HCAP Manager Adeolu Moronkeji will spearhead movement, and she said that going where potential HCAP patients are, could lead to more taxpayer savings as well as less stress on EMS and hospitals.

 

“It’s almost like we are expanding our HCAP doors to these people. Our application process is like our front doors. We’re helping them navigate to the appropriate types of services so they’re not using the hospitals. I think it’s going to be a financial benefit to the community as a whole and even to the clients. Hopefully they can achieve better health outcomes.

 

 

Over the years MCHD has discovered that many eligible residents who are hospitalized never initiate or complete the application process for HCAP. Program data shows that in fiscal year 2017, only 8 percent of potentially eligible hospitalized indigent patients completed the application process and enrolled in HCAP.

 

She said due to lack of transportation and other barriers that prevent them from seeing primary care physicians, a lot of potential HCAP clients use the hospitals to meet healthcare needs in cyclical patterns. This brings financial burdens on them and the community.

 

“I’m going to be housed at the hospital,” Moronkeji said. “That will give us a good opportunity to form relationships with case managers and the people that we need to know in the system to be effective.”

 

Providing onsite Eligibility Specialists to indigent patients at CRMC will enhance MCHD operations by addressing the core mission of the district.
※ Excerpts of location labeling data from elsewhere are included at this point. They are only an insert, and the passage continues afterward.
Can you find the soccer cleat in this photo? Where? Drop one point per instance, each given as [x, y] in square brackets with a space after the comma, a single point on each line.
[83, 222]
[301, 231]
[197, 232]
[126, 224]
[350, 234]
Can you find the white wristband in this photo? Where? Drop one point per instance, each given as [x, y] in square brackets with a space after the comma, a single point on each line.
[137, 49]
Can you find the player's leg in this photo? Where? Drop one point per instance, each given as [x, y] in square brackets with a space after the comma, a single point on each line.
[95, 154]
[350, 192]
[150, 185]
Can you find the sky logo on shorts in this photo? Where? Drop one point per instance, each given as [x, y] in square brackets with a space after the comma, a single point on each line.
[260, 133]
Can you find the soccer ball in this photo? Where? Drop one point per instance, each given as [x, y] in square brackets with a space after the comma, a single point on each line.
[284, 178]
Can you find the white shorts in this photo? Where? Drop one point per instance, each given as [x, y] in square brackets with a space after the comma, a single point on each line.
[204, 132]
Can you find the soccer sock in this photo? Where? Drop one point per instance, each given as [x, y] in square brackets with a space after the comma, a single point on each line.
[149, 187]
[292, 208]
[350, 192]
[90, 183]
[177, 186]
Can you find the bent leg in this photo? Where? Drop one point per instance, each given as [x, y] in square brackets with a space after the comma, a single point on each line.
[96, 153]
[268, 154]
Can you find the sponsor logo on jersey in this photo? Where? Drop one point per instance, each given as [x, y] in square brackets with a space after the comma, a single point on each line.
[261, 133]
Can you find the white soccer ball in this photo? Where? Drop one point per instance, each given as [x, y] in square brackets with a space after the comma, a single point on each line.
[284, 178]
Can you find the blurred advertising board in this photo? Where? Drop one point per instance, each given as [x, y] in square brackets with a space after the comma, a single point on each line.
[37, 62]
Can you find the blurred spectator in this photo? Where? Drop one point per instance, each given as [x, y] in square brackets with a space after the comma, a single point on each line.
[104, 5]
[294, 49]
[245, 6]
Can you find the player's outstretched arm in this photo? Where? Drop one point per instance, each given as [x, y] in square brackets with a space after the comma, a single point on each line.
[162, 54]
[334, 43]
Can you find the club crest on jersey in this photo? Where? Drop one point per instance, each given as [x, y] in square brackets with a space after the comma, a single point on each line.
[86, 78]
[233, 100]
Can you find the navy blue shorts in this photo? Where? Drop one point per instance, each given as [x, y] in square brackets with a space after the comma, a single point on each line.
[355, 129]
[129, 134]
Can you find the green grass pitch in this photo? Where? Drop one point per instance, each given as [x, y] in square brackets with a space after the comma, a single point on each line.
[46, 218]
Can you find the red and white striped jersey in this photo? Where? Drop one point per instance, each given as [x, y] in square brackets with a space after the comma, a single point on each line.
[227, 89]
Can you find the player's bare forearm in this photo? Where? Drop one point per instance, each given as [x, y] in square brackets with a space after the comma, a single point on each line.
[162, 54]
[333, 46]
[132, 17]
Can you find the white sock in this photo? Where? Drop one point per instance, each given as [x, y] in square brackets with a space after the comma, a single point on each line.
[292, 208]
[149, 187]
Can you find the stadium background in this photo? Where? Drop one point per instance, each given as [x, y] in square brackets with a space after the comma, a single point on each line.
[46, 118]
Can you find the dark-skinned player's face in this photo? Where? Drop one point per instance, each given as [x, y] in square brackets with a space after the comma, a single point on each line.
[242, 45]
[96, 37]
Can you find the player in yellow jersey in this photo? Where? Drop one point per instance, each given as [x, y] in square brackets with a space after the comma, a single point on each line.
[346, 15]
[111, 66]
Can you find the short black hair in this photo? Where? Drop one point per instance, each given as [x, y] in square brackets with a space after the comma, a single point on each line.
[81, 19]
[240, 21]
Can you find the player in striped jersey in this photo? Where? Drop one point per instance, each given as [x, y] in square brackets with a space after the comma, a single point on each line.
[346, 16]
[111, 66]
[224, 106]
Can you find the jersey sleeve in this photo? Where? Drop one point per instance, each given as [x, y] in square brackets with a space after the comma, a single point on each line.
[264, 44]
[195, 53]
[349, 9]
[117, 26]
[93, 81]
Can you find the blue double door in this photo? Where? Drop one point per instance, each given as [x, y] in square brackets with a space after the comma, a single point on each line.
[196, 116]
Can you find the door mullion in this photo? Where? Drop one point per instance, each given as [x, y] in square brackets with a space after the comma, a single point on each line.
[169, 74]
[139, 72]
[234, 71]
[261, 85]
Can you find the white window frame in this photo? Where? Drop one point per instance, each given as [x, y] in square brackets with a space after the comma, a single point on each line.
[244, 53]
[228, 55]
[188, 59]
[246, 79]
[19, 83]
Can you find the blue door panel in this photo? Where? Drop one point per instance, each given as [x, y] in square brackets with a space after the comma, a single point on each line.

It will also provide first line support to residents who are in dire need of access to quality health care services.

 

“We’re going to test it out for 90 days to see if we can be effective,” Moronkeji said. “If we’re not we can go back and reassess and make a decision based off of is this really doing what we want it to do.”

 

 

MCHD and HCAP leadership have developed a document that outlines the purpose, impact and outcome objectives for this project.  They have facilitated meetings with CRMC stakeholders to encourage a collaborative approach and to secure necessary support for project operations.